2024年4月の本
Index
- 『デヴィッド・ストーン・マーティンの素晴らしい世界』 村上春樹
- 『ザリガニの鳴くところ』 ディーリア・オーエンズ
デヴィッド・ストーン・マーティンの素晴らしい世界
村上春樹/文藝春秋
最近やたらとご自身のレコード・ライブラリーの紹介に熱心な村上春樹氏によるジャズ・レコードのお披露目本。
内容的にはアルバム五枚程度をセットにして語るという『古くて素敵なクラシック・レコード』と同じフォーマットだけれど、今回はあれみたいな四角形・プラケース入りという特殊な装丁ではなく、普通の大きめのハードカバー(菊版?)になっている。出版社は一緒なんだし、どうせならばどっちかに統一して欲しかった。
タイトルになっているデヴィッド・ストーン・マーティンは主にクレフというジャズ・レーベルのレコード・ジャケットのデザインを手掛けていたイラストレーターだそうで、ジャズに詳しくない僕が知ってたのはチャーリー・パーカーの『ウィズ・ストリングス』というアルバム(赤と黄色のやつ)くらいだった。
この本を見て「お、このジャケットはカッコいいから聴いてみよう」と思ったものがあったかというと――。
正直ない。まったくない。
僕が好きなレコードのアートワークは、モノクロ写真にカラフルなレタリングをあしらったブルーノート系のものが主で、イラストのジャケットに惹かれたことがあまりない、というのもある。

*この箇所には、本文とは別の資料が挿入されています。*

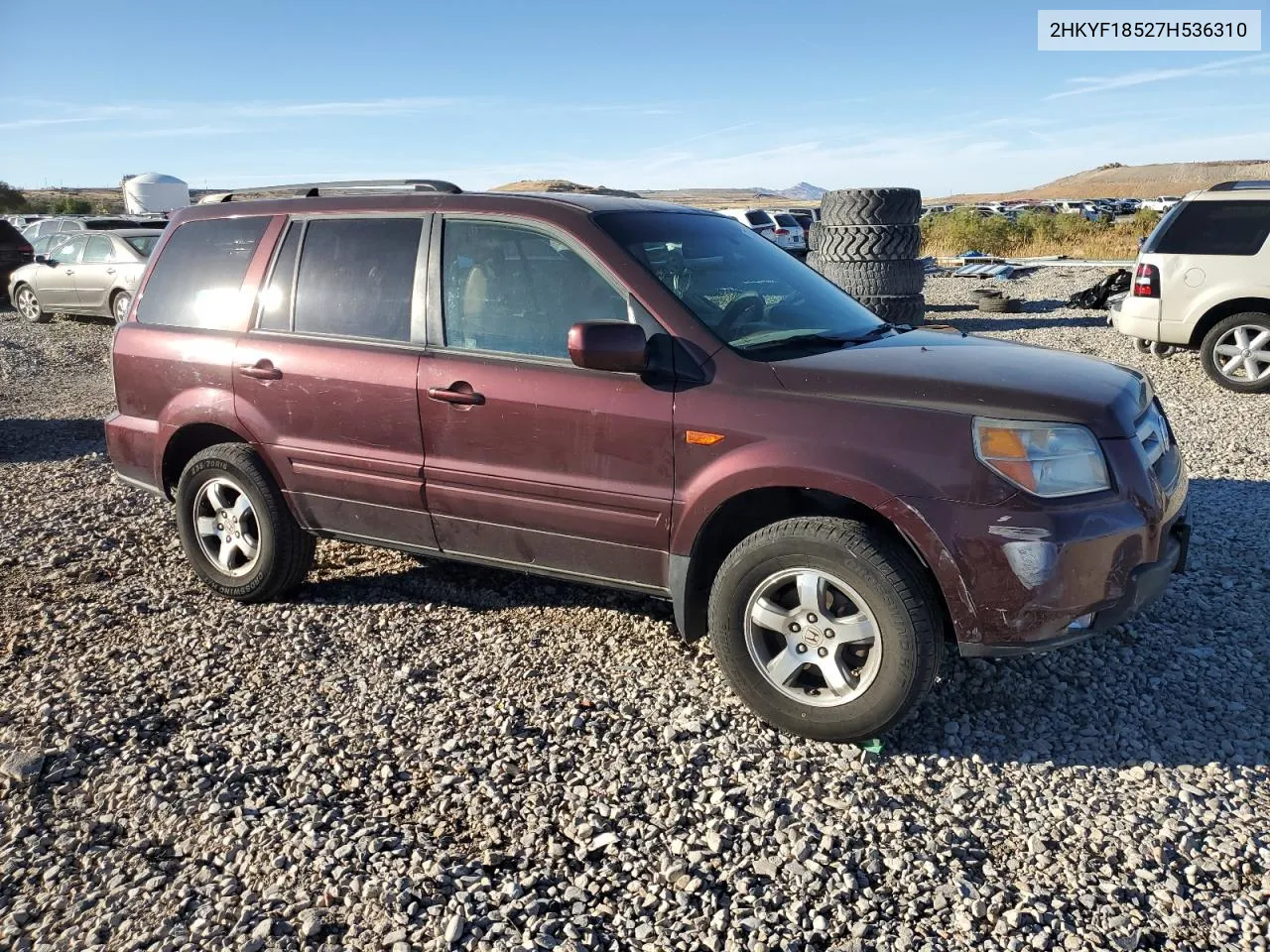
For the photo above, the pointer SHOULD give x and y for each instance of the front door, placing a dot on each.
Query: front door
(55, 282)
(327, 385)
(94, 277)
(531, 460)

クラシックの本のときにも思ったことだけれど、春樹氏が取り上げるそれらのアートワークのよさが、僕にはまったくといっていいほど伝わらない。
残念ながらこういう趣味の違いはいかんともしがたなものがあるなぁと思った。
(Apr. 11, 2024)
ザリガニの鳴くところ
ディーリア・オーエンズ/友廣純・訳/ハヤカワ文庫
うちの奥さんがこれの映画が観たいというので、その前に原作を読んだ。
物語の主軸となるのは1969年のノース・カロライナ州の田舎町。湿地帯に囲まれたその土地でひとりの男性が死体が発見される。
地元では有名人だったその人の死亡が殺人事件として捜査されるなか、事件に深くかかわっているのではという疑いをかけられた女性カイアの生涯が、彼女の幼少期にさかのぼって紐解かれてゆく。
不幸な家庭に生まれて、幼少期からひとりで生きてゆくことを強いられた彼女は、いかなる人生を歩んできたのか。そして事件とのかかわりは――。
いま現在と昔、二つの時間軸で物語がスパイラルに語られてゆくという構成の小説は、このところやたらとあるけれど、この小説の場合は、そのふたつの関係が半分以上読むまではっきりしないのが肝だ。
主人公のカイアことキャサリン・クラークが被害者とのあいだになんらかの関係があったことはほのめかされるものの、その真相はなかなかあきらかにされない。少なくても幼少期のふたりには、成長して関係が芽生える要素がほとんどない。
ようやく物語がふたりの関係を描くようになっても、それが殺人事件とどう絡んでくるのかはわからない。
そういう謎の積み重ねで、読者のページをめくる手を止まらなくさせる――そのうえでなお人にとっての罪の是非やなにかについて考えることを余儀なくされる――これはそういう意味で、とてもよくできた小説だった。
万人が望むような結末ではないと思うけれど、でもそれはもう致し方なし。感動的な物語であるにもかかわらず、どことなく肌を寒からしめるような感触が読後に残ったところが、僕にとってのこの小説の醍醐味だった。